For a phenotypic description and a discussion of genetic heterogeneity of mirror movements, see MRMV1 (157600).

Clinical Features

Ahmed et al. (2014) reported a large consanguineous Pakistani family in which 11 individuals spanning 5 generations had congenital mirror movements exclusively and predominantly affecting the hands and fingers; proximal upper limbs and lower limbs were not affected. The amplitude of movement for mirroring was generally less compared to voluntary movement, and affected individuals could partially suppress the movements. Situs inversus was not present in 3 affected individuals who were tested, and none of the patients had evidence of defective mucociliary clearance. The onset of symptoms was typically noted around 2 to 3 years of age, but some patients were noted to have symptoms as early as 2 to 3 months of age. Pain and/or cramping during manual activities was not reported.

Inheritance

The transmission pattern of MRMV3 in the family reported by Ahmed et al. (2014) was consistent with autosomal recessive inheritance.

Molecular Genetics

In affected members of a consanguineous Pakistani family with congenital mirror movements, Ahmed et al. (2014) identified a homozygous splice site mutation in the DNAL4 gene (610565.0001), resulting in the in-frame deletion of 28 conserved residues.

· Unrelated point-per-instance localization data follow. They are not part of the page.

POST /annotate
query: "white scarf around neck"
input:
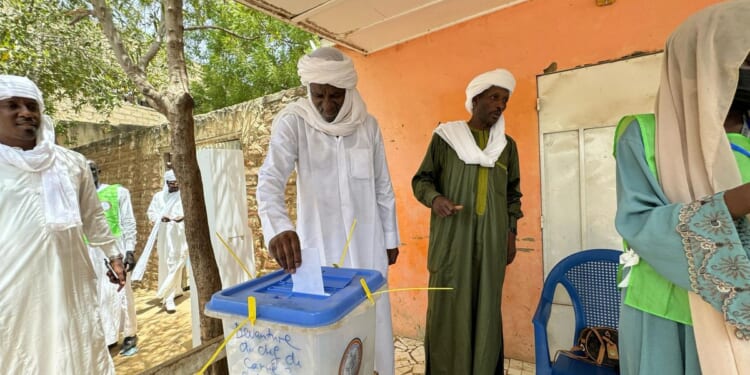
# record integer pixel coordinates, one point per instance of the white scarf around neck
(458, 135)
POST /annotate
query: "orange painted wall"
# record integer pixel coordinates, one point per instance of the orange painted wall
(413, 86)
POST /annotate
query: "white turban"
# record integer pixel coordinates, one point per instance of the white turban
(169, 176)
(60, 200)
(499, 77)
(328, 66)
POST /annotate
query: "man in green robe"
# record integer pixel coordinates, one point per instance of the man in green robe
(471, 180)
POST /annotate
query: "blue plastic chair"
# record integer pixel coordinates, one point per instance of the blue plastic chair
(590, 278)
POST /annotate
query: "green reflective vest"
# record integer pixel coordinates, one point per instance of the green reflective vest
(111, 206)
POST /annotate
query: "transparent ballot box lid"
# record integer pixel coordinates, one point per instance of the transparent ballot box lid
(275, 301)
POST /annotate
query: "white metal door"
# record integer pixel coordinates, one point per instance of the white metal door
(578, 112)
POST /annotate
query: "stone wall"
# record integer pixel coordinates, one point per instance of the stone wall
(136, 160)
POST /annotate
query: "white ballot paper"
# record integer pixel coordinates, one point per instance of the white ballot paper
(309, 277)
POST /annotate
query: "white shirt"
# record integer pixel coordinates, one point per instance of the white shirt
(339, 179)
(49, 320)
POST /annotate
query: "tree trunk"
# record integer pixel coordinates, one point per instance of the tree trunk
(185, 164)
(177, 105)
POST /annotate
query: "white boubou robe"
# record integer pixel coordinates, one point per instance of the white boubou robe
(171, 244)
(339, 179)
(117, 308)
(48, 303)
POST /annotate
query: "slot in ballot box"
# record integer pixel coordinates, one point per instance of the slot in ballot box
(301, 333)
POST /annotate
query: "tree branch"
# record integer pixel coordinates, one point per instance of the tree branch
(175, 32)
(155, 46)
(78, 15)
(230, 32)
(103, 13)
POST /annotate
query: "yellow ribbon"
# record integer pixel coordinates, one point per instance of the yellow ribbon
(346, 246)
(223, 344)
(234, 255)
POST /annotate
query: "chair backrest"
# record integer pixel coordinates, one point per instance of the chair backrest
(590, 278)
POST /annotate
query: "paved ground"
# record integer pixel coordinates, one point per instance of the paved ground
(162, 336)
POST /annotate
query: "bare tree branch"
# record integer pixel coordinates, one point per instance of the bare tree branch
(104, 14)
(78, 15)
(212, 27)
(175, 33)
(155, 46)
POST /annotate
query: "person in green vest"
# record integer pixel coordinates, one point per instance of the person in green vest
(117, 308)
(682, 203)
(470, 178)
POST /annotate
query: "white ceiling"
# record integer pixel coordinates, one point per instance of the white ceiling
(371, 25)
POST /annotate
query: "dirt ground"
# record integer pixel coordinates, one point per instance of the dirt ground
(160, 335)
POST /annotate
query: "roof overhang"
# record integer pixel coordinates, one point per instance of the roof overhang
(370, 26)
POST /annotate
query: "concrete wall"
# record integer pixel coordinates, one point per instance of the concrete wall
(87, 125)
(136, 160)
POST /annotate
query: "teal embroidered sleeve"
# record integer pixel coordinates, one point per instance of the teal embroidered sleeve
(718, 263)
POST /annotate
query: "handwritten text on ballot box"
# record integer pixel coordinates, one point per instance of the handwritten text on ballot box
(301, 333)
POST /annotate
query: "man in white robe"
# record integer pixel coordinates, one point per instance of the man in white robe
(165, 211)
(117, 308)
(48, 202)
(342, 175)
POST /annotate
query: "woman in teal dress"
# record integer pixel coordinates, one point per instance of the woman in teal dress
(682, 206)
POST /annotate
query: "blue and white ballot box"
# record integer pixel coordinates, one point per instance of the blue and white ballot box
(301, 333)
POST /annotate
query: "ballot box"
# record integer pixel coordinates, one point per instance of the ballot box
(298, 333)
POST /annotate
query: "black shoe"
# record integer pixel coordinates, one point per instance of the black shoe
(128, 346)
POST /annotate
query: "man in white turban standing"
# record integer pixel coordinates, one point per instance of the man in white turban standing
(165, 212)
(48, 202)
(470, 178)
(342, 176)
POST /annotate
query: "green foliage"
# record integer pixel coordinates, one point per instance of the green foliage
(71, 61)
(241, 55)
(233, 69)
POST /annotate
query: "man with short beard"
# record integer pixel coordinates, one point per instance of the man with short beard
(48, 204)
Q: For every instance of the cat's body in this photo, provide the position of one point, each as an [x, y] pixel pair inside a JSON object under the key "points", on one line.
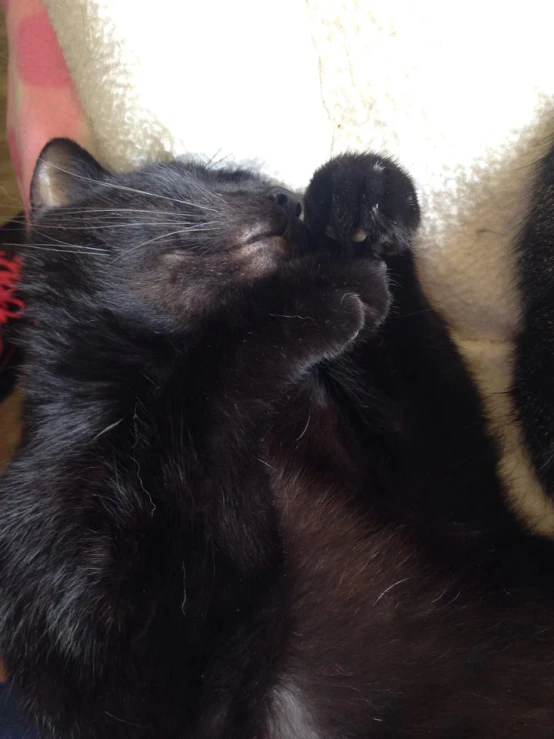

The mutation was found by a combination of homozygosity mapping and whole-exome sequencing. Functional studies of the variant were not performed, but Ahmed et al. (2014) noted that because the DNAL4 gene is thought to be part of the axonemal complex of dynein molecules, the mutation may interrupt protein interactions and cause disruption of dynein function, resulting in abnormal directional axonal growth. Disruption of axonal growth could affect commissural neurons of the corpus callosum, resulting in faulty cross-brain wiring and MRMV.